Probably around 18K. Never been on construction or rental. 2100hrs I looked into putting VTS tracks on it. 13K for a set from Caterpillar. We use it to load palletized rock and bulk gravel at our retail store. Always keep it stored inside. We build waterfeatures,patios etc... and I keep renting track machines so not to tear up customers property. If we go to a tracked machine it will have to be 2-speed or run 10mph. Drives me crazy when a customer is at the opposite end of the property and I'm putting along at 5mph. Also for the snow removal we do gives you the need for speed.


----------



## Duncan90si (Feb 16, 2007)

I've got 2 pics of Bobcats in action but they aren't mine.

Enjoy!!


----------



## N&CLandscaping (Oct 14, 2006)

I do have a dodge, but it sadly....it wont steer anymore lol, I need a whole new front end...I am looking at an F250


----------



## StoneDevil (Dec 13, 2007)

nice bobcats duncan lmao


----------



## wishin4snoww (Dec 20, 2007)

heres one of ours


----------



## wishin4snoww (Dec 20, 2007)

and one more


----------



## Mark Oomkes (Dec 10, 2000)

EaTmYtAiLpIpEs;465733 said:


> dam dude if my 03 f250 with a 5.4 pull a 8,500 fifth wheel trailer with no problem. trust me it will handle a bobcat.

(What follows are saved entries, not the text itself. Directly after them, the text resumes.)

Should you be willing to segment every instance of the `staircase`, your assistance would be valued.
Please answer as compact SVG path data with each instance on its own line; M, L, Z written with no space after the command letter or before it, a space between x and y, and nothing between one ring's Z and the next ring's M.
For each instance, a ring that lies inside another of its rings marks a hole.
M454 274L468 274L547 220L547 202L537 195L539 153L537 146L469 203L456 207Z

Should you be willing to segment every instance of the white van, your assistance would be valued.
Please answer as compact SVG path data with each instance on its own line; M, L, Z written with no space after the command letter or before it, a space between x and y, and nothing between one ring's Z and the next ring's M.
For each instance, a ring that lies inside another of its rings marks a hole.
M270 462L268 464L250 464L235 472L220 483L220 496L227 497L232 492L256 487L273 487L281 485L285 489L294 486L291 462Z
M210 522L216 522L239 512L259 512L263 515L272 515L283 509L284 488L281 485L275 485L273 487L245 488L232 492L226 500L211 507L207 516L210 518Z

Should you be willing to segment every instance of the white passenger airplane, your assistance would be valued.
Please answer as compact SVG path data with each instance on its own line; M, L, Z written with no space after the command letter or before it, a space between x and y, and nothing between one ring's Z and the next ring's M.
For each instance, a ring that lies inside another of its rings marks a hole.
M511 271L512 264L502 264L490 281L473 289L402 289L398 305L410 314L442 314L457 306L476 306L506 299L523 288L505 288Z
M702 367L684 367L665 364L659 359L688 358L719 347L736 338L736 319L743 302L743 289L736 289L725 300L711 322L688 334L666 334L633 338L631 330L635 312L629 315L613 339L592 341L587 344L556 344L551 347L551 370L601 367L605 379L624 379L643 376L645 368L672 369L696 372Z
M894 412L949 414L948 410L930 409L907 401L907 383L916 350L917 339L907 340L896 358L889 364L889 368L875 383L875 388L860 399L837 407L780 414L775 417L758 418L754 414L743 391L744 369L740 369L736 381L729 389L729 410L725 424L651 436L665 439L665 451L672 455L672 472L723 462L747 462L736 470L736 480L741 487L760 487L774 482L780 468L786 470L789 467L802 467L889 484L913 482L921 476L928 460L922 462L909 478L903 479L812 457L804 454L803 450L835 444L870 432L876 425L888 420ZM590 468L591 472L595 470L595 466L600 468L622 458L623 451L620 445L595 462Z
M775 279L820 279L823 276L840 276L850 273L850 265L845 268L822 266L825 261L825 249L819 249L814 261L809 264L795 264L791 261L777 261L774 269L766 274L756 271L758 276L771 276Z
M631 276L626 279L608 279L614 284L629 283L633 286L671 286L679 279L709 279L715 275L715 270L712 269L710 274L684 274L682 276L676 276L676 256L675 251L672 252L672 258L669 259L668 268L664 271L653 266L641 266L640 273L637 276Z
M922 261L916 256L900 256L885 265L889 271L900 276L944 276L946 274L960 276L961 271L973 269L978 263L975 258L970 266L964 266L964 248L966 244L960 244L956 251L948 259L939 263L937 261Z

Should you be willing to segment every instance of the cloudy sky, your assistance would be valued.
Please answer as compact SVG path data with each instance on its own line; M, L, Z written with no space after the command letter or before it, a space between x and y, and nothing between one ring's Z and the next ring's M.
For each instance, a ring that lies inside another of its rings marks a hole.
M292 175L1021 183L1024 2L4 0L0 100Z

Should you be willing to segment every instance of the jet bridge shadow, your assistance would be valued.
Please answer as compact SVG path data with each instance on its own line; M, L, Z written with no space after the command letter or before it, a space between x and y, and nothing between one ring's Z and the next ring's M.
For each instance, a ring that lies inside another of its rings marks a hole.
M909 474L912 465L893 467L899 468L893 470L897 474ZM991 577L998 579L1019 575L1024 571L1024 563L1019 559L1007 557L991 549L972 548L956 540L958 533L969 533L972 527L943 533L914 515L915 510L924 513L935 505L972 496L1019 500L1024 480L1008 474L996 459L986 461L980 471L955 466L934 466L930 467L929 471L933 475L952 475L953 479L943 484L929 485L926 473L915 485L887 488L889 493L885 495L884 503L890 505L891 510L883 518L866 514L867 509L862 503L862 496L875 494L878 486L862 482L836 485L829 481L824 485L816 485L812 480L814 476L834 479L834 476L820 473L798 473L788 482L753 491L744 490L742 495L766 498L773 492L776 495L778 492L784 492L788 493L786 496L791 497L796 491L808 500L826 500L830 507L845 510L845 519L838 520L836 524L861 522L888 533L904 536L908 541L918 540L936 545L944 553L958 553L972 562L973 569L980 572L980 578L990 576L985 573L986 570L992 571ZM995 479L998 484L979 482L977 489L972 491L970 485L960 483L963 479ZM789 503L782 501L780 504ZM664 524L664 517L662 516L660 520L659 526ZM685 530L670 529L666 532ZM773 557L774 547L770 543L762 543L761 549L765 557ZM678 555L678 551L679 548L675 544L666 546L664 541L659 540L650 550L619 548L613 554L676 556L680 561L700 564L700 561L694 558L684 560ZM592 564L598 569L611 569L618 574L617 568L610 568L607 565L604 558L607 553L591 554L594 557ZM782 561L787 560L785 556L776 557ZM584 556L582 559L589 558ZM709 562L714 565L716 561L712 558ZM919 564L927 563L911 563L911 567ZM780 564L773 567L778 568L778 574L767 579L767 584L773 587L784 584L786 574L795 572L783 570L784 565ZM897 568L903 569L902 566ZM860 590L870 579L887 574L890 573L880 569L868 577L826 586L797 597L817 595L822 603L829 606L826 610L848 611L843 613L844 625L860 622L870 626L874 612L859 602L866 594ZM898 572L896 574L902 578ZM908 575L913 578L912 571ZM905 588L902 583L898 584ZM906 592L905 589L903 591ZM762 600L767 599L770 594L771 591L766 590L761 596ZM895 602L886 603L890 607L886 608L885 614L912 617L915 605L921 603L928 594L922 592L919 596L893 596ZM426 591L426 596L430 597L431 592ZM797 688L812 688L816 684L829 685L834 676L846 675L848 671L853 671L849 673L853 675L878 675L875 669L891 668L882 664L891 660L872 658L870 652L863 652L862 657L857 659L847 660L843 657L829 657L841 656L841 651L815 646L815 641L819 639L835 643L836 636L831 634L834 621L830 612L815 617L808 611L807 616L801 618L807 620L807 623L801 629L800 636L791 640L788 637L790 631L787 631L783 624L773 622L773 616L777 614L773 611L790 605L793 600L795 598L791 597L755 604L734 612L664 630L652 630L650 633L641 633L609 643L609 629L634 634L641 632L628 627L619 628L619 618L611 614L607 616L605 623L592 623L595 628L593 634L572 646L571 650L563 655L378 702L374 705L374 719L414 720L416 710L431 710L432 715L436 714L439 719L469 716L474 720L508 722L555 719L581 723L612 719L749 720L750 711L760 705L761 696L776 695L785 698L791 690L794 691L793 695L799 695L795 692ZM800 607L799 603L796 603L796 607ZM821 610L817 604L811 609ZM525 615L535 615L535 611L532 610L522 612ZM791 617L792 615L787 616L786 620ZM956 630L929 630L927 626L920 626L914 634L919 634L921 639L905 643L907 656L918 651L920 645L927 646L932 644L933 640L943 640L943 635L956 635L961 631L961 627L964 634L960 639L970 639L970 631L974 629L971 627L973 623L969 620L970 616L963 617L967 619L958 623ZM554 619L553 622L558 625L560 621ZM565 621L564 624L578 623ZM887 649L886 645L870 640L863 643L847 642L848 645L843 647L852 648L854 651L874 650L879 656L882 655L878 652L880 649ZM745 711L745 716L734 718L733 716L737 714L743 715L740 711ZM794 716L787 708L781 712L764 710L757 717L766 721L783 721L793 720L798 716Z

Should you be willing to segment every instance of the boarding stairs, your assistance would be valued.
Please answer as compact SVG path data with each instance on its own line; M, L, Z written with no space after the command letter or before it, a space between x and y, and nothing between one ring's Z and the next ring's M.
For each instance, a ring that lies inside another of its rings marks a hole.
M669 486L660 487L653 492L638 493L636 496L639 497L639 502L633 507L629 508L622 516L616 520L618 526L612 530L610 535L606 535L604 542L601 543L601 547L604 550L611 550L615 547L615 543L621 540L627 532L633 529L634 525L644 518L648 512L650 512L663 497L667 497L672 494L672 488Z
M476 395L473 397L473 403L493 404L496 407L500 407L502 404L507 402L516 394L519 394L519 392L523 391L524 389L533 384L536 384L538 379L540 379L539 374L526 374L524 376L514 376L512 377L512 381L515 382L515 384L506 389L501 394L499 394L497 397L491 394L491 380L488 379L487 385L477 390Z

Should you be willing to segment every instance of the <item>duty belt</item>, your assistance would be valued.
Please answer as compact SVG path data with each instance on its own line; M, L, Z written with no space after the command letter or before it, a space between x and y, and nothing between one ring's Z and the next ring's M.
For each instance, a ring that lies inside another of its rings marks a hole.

Maybe, except my T190 weighs in as much as your 5'er then add a trailer and attachment(s) on top of that.


----------



## willofalltrades (May 31, 2006)

http://www.plowsite.com/showthread.php?t=49411

I wouldn't get anything smaller than a S250... I'm talking from experience, I used the above bobcat last year and now I'm using a smaller New Holland LS180... Def. stay with bobcat lol


----------



## mdb landscaping (Sep 29, 2000)

heres a shot of our bobcat dumping snow off the top of a parking garage.


----------



## mdb landscaping (Sep 29, 2000)

shot of it with the plow on during the storm.


----------



## nedly05 (Dec 23, 2007)

Heres my JD 317xysport


----------



## cornerstone (Dec 3, 2007)

Has anyone used a Cat 257 to move snow. I'm talking with a dealer about one. Mainly it would be used for landscaping type work but we have some snow removal contracts that I want to be able to take care of.


----------



## NICHOLS LANDSCA (Sep 15, 2007)

My 247 will out push my 252. Buy it you will love it Waiting for it to snow to try out the new 297.


----------



## powerjoke (Nov 13, 2004)

dr.lawn21;463679 said:


> Toolcat 5600 is the way to go. Small compact size, all wheel steering, heated and A/C cab, aprox. 18mph ground speed. These machines work perfect for smaller lots, or for tight areas in larger lots. Hope this helps.


i agree since we've got our toolcat the SS don't go to every lot



cornerstone;476792 said:


> Has anyone used a Cat 257 to move snow. I'm talking with a dealer about one. Mainly it would be used for landscaping type work but we have some snow removal contracts that I want to be able to take care of.


yeah but there slow


----------



## Tuxx (Sep 11, 2007)

a few pics from tuesday


----------



## cornerstone (Dec 3, 2007)

NICHOLS LANDSCA;476916 said:


> My 247 will out push my 252. Buy it you will love it Waiting for it to snow to try out the new 297.


Thanks for the input.


----------



## toyman (Dec 4, 2007)

Not in action but here is my 863.


----------



## trickyricky (Nov 5, 2006)

Here is a couple vids.
We rented these last season, they where ok but not as nice as the cats we have this year.

http://s163.photobucket.com/albums/t295/SiteSolutionsInc/?action=view&current=MVI_1211.flv

http://s163.photobucket.com/albums/t295/SiteSolutionsInc/?action=view&current=CardinaldeckRickJohndumping.flv


----------



## Wesley's Lawn (Sep 18, 2002)

Heres a vid of some stack backs.


----------



## Triple L (Nov 1, 2005)

Here's ours, no pics, only video's, but you cant go wrong with those...
http://www.plowsite.com/showthread.php?t=55548

or,


----------



## MStine315 (Feb 5, 2005)

Case 40XT with 10' box.


----------



## G.M.Landscaping (Nov 24, 2005)




----------



## rustyb265 (Dec 29, 2007)

Looks like thats making more of a mess than doing good.


----------



## G.M.Landscaping (Nov 24, 2005)

rustyb265;486197 said:


> Looks like thats making more of a mess than doing good.


It's not me...Someone posted a thread before with this. I just think it's funny. It's nobody on this site.


----------